NASHVILLE, Tenn. (BP)–University of Texas student Ashley Cook checks the mailbox outside her off-campus dormitory five days a week. The third-year student is, however, a “compulsive e-mail checker” who sifts through the contents of her three e-mail accounts as many as four times each day.

She also spends time online chatting with friends, researching, completing school projects and just browsing the Internet. So it’s no surprise that Cook originally became involved in the Baptist Student Ministry at the University of Texas in Austin after visiting the organization’s webpage.

Increasingly, ministry leaders are finding that reaching collegians with information about college ministry news and events means venturing into cyberspace with interactive and up-to-date websites.

The CollegeMinistryLINK service of LifeWay Christian Resources is a custom edition of LifeWayLINK, a website tool for ministries. The new college edition of the service features templates and designs specifically geared to churches and campus organizations with student ministries.

For several years, University of Texas BSM director Jimmy Daniel tried to offer an informative website for the ministry, but consistency proved a problem. As the technology-minded students who maintained the website graduated, it routinely fell into outdated disarray.

The dilemma wasn’t unique to UT.

Gary McClure, marketing manager for LifeWay’s e-business department, said the idea for a custom version of LifeWayLINK was “born out of feedback from campus directors and student pastors who need a Web solution to effectively impact today’s students. They asked for a no-hassle service that is easily managed by several people, therefore becoming graduation-proof.”

Daniel said the CollegeMinistryLINK service the BSM now uses is easy enough for him personally to update the material on the website.

“I don’t have to know HTML or FrontPage to change the content,” he said. “Before, I was dependent upon a student who was Web-savvy to make the changes.
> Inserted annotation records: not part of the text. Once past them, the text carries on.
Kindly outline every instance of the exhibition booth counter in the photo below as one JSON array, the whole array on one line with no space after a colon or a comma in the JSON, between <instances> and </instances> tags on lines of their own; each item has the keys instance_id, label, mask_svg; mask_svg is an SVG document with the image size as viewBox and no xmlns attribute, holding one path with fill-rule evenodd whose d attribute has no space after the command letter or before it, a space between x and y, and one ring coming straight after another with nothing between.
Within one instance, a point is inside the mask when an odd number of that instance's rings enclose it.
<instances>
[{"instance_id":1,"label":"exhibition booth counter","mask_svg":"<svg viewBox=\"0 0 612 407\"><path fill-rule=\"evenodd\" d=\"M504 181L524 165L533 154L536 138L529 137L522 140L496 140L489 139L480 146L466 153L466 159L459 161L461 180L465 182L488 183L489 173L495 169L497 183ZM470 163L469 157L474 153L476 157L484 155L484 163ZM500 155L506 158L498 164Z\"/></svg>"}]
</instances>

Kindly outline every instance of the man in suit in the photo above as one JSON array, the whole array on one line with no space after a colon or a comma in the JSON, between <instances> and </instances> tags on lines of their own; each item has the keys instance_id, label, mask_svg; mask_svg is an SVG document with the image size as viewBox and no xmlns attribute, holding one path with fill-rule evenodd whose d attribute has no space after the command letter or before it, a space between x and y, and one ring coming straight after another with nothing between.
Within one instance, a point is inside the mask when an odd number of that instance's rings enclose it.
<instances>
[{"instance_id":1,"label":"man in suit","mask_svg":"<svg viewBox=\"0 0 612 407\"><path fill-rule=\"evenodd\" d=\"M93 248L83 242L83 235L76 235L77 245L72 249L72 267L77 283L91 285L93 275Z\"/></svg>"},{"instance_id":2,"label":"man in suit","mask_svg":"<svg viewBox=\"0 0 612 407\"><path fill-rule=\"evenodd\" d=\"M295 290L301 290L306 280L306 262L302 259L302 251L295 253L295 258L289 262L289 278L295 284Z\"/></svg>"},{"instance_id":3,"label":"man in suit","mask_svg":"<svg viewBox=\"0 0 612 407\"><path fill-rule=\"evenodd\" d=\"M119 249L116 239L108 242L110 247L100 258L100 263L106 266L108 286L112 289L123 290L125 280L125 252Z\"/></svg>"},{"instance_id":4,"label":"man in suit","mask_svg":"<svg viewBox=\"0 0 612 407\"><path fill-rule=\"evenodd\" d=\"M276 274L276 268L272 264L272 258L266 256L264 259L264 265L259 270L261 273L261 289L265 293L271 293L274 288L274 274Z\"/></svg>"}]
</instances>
The simplicity is its strength.”

An effective BSM site will help current college students and high school students who are researching college options understand exactly what the ministry has to offer, Daniel said. “I felt like it was important to have a website that communicates who we are.”

The website targets new students at the University of Texas who are already Christians and are seeking a Christian environment, Daniel said. “I want to get them involved as quickly as possible so they have that Christian support,” he said, pointing out that only about 3,000 of UT’s 52,000 students attend Christian services or events.

Using the website’s calendar tool helps Daniel easily inform students of opportunities to participate in numerous BSM activities, which helps students “find a way to plug in.”

Helping students plug into a community also is one of the main goals David Anglin, college pastor at Longview Heights Baptist Church in Olive Branch, Miss., has for the website he maintains through CollegeMinistryLINK.

Olive Branch isn’t a college town, but several schools are in the proximity and his college program averages about 50 students each week.

“I want [the website] to be a place people can frequent that becomes a ministry arm of our church and provides a sense of community,” he said. “Community provides accountability and encouragement and challenge.”

He said he hopes to one day use the CollegeMinistryLINK’s discussion board feature to keep in touch with Longview students who leave home for college.

“It seems like in college your relationships start to get deeper and the community becomes more important,” Anglin said. “The discussion board is key to creating that sense of community.”

Daniel said connecting students is important at the University of Texas, as well, and the prayer link feature of the CollegeMinistryLINK service is helping create that sense of community.

The link allows students to send their prayer requests directly to Daniel and his staff. The petitions for prayer are posted on the BSM’s site so others can offer support.

“We really have a group that prays, so I think that [link] is going to be something that is big,” Daniel said, adding that students began submitting requests as soon as the new site went live in February.
For more information on CollegeMinistryLINK, visit www.lifewaylink.com/college.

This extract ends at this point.